Billy Joel’s new song, “All My Life” is being released in stages. Presently it’s available for free streaming from People Magazine’s site. Later in the month it will be available for purchase only at the iTunes Music store. After that it will be released in other online stores. Or at least that was the plan of the record company, SonyBMG.
As an anonymous reader points out, although the People site looks like it is streaming the song, thus giving users no easy way to copy it, what the site actually does is download a high-quality MP3 file (unencumbered by any copy protection) to the user’s computer, and then play the MP3. The MP3 is dropped in a place where ordinary users won’t stumble across it, but if you know where to look you’ll find it sitting on your computer after you listen to the “stream”. In other words, SonyBMG is, perhaps inadvertently, giving away high-quality MP3s of “All My Life.”

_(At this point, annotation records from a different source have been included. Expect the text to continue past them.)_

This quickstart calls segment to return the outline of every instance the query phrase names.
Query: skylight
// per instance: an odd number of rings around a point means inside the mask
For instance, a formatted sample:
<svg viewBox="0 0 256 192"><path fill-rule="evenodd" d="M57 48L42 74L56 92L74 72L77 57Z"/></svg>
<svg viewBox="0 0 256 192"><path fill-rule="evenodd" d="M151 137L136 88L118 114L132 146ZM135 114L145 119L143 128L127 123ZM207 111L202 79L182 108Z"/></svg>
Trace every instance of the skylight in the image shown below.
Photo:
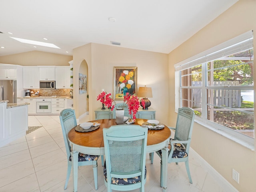
<svg viewBox="0 0 256 192"><path fill-rule="evenodd" d="M52 47L52 48L56 48L60 49L59 47L56 46L52 43L45 43L44 42L41 42L40 41L33 41L32 40L29 40L28 39L21 39L20 38L17 38L16 37L10 37L15 40L21 42L22 43L28 43L28 44L32 44L32 45L40 45L41 46L44 46L45 47Z"/></svg>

(Technical details, for those who care: The “streaming” control is actually a Flash object that downloads and plays an MP3. It uses the normal browser mechanism to do the downloading, which means that the browser (Firefox, at least) automatically squirrels away a copy of the downloaded file. Result: the MP3 file is left on the user’s system.)
The obvious question is why SonyBMG did this. It could be (1) a mistake by an engineer who didn’t realize that the canned music-player control he was using operated by downloading an MP3. Or perhaps (2) the engineer didn’t realize that the browser would keep a copy of the file. Or it could be that (3) SonyBMG knew about all of this and figured users wouldn’t notice, or (4) they figured that any user who could find the MP3 could capture an ordinary stream anyway. For what it’s worth, my money is on (2).